Debugger Reporting Wrong Values For Properties In Swift

We're experiencing some weird issues with the Xcode debugger reporting incorrect values for properties in certain circumstances. Here's a tiny concrete example that illusrates the problem (it works for both MacOS and iOS)...


Say you have a Protocol lke this...


import Foundation
protocol MyProtocol {

    func aProtocolFunction()
}


And a Struct like this, which conforms to the Protocol, like this...


import Foundation
struct MyStruct: MyProtocol {

    var property1 = [Float]()
    var property2 = [Float]()
    var property3 = [Float]()
    var property4 = [Float]()

    func aProtocolFunction() {

      //This function doesn't have to do anything
    }
}


Now, if you write some code that uses the above struct and protocol lke this, and add a break point on the line which says, "add a break point on this line" the issue we have can be observed....


   var myStruct = MyStruct()

   var myArrayOfProtocolConformingThings = [MyProtocol]()

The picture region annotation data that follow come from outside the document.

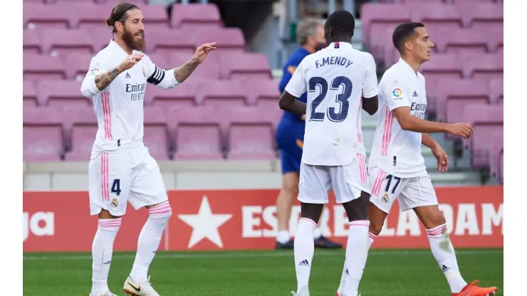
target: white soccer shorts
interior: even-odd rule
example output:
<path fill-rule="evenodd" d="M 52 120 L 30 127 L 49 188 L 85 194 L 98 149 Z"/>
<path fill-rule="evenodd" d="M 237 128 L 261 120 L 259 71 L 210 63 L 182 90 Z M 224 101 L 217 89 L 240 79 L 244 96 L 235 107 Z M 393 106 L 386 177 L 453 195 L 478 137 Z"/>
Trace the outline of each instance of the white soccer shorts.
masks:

   myStruct.property1 = [1.0]
   myStruct.property2 = [1.0, 2.0]
   myStruct.property3 = [1.0, 2.0, 3.0]
   myStruct.property4 = [1.0, 2.0, 3.0, 4.0]

   myArrayOfProtocolConformingThings.append(myStruct)

   print("Add a break point on this line")


You find that when you inspect the contents of the myArrayOfProtocolConformingThings array in the Xcode debugger, it reports completely the wrong contents for myArrayOfProtocolConformingThings[0]. Specifically, the values for property1, property2, property3 and property4 are all reported incorrectly. The debugger says that:


  • property1 is an empty array
  • property2 is an empty array
  • property3 shows the contents of property1
  • property4 shows the contents of property2


Does anyone know what's going on here? This kind of issue is making it really hard to sort out some problems in our code. We think some of the issues might be Swift compiler bugs (as well as our own bugs!), but it's really hard to know when the debugger gets things so wrong.

Replies

It looks like a bug in the debugger, or in the debug information.


When you have an array of protocol-typed elements, the actual elements are boxed structures that say what the actual type of each element is. It looks like the debugger is treating that boxed structure as if it were the type it describes, so it shows the wrong property values.


This problem still exists in Xcode 9.3 beta 1 (I'm still downloading beta 2, so I don't know if it's fixed there), but you should submit a bug report ASAP, to try to get this fixed before the final 9.3 release.


For a workaround, I found that if you display myArrayOfProtocolConformingThings in the console window using the "po" command:


     po myArrayOfProtocolConformingThings


it will show the correct information. The plain "p" command displays the wrong information.

Thanks for that, I'll submit a bug report ASAP, given I've put a simple test minimal test project together.


Yes, in this case, "printing out" the values like you suggest does work. But we have other scenarios with more complex code where:


  • In some cases, the po also fails and shows "wrong values"; but the actual code works fine.
  • In some cases it's looking to us like the Swift compiler is actually *really* screwing up operations like copying (quite complicated) structs when you assign a copy of struct to a new variable with simple code like "let a= b" (but can't yet be sure on this - the code is really complicated)


Haven't had time to try to put to simple, minimal test cases together for those yet, though.

In case anyone is interested, I just reported the bug, and the ID I got back is: 37284257

FWIW, it's wrong in 9.3 beta 2 too.


>> we have other scenarios with more complex code


You could try implementing CustomDebugStringConvertible on MyStruct. You might have to make MyProtocol conform to CustomDebugStringConvertible too, though, if the unboxing problem persists around the customized representation.

Thanks for the suggestion - that sounds like a good idea!

For anyone who cares, Apple updated the bug report I filed to say this is a duplicate of a known bug.